In a leaf procedure, there are no calls to other functions, so there's no need to save arguments on the stack. There's also no need to save return values on the stack. You just use the argument values from the registers, and place the return value in the return value registers.

Stackless Languages?

Is the stack absolutely necessary? FORTRAN 77 (77 refers to the year 1977) did not use a stack. Basically, each function had a section of memory for its own arguments and data. Because there were no stacks, you couldn't write recursive functions in FORTRAN 77. However, it goes to show you that a stack isn't always needed.

There's also a complicated language feature called continuations (which appear in languages like Scheme). Continuations can be coded in a way that doesn't require a stack, and in effect, acts like a queue.

Nevertheless, the vast majority of languages that implement functions use the stack.


What about heaps? The heap is a section of memory used for dynamic memory allocation. Heaps are more difficult to implement. Typically, you need some code that manages the heap. You request memory from the heap, and the heap code must have data structures to keep track of which memory has been allocated.

The code can be written in, say, C in a few hundred lines of code, but is rather unwieldy to write in assembly language.

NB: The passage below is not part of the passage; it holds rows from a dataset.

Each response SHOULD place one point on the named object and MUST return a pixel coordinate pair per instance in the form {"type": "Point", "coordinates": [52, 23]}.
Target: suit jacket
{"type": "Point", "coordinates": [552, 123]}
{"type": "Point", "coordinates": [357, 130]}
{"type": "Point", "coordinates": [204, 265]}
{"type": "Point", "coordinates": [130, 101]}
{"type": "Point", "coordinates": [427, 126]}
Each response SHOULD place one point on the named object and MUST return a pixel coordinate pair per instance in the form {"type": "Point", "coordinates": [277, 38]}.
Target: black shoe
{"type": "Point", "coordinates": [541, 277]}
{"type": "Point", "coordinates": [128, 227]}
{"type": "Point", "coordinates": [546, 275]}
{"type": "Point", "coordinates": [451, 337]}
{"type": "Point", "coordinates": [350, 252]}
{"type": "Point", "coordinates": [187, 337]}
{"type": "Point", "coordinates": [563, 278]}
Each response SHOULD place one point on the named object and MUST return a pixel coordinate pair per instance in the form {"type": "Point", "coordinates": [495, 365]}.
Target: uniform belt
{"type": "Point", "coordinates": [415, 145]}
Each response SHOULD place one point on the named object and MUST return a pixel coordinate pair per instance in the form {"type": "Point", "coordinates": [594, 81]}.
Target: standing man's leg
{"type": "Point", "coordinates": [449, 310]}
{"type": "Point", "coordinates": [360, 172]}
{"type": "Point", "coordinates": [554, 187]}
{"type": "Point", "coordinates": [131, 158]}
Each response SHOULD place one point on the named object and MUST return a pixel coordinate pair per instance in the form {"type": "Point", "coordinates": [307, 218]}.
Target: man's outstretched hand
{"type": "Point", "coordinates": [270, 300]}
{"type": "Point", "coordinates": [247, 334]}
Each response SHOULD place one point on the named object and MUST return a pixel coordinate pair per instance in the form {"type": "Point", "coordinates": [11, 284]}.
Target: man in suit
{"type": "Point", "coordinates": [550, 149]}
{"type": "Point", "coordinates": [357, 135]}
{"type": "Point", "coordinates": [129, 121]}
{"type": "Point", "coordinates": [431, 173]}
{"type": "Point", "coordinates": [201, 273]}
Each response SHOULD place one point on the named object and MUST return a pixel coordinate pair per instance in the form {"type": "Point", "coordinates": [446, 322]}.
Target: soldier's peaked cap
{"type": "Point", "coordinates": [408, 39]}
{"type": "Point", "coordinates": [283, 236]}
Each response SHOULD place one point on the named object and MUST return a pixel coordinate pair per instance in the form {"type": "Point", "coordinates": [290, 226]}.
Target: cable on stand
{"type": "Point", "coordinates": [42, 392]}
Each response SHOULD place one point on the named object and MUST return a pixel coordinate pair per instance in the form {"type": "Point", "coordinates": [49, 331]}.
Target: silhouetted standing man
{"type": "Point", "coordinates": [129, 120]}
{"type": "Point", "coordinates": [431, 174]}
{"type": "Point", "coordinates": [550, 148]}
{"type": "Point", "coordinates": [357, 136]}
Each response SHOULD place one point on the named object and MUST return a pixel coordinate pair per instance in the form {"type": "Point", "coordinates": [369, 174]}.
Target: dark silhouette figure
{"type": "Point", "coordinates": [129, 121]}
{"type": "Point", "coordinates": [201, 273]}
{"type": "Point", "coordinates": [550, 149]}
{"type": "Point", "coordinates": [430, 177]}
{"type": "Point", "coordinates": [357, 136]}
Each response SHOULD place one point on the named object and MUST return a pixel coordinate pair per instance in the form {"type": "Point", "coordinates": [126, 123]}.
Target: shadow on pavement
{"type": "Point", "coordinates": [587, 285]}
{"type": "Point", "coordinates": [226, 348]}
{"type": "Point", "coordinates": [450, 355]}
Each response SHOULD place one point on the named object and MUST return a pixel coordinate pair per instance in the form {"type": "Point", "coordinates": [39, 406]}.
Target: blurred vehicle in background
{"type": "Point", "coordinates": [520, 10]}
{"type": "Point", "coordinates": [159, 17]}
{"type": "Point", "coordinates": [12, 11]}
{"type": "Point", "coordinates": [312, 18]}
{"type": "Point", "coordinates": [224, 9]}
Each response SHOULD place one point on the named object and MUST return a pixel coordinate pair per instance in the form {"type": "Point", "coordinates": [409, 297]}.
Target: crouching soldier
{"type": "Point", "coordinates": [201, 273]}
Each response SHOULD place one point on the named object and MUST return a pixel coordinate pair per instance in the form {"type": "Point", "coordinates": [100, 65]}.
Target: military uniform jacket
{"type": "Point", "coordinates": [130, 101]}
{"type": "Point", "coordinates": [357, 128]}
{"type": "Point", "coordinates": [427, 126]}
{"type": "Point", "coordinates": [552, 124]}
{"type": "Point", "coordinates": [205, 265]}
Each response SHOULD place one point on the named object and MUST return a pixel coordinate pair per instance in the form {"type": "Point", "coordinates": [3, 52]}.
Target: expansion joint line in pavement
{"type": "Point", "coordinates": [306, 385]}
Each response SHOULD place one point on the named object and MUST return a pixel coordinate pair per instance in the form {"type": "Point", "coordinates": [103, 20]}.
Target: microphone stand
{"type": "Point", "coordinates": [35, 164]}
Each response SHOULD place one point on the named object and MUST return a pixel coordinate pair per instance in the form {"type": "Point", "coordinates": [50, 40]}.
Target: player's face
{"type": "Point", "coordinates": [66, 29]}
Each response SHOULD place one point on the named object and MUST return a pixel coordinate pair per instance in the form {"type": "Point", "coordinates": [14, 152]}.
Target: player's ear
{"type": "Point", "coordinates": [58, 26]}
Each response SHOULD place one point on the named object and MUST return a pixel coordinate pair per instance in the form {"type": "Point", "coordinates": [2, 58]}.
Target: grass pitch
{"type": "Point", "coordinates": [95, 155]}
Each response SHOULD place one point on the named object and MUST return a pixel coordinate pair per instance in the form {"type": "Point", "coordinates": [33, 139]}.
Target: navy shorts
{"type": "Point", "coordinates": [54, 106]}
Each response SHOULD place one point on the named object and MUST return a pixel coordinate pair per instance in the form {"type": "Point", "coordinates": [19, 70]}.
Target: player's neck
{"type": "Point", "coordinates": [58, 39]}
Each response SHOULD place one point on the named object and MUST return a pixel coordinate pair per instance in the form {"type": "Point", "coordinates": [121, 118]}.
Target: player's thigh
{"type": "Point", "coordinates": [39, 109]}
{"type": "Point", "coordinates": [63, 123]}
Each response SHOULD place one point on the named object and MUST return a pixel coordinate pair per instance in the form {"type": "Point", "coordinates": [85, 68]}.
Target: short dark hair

Notice that the heap in memory is not the same as the heap data structure. Those two are different kinds of heaps, and aren't really related.


To understand how functions work, you need to understand the behavior of the stack.

We've discussed how arguments and return values are used in the stack, and how each function call results in a stack frame being pushed on the stack. We've also talked about how a stack can overflow, typically, from a recursive function that's either got a bad base case or unexpected arguments. Occasionally, stack overflow can just occur because the stack just grows too big.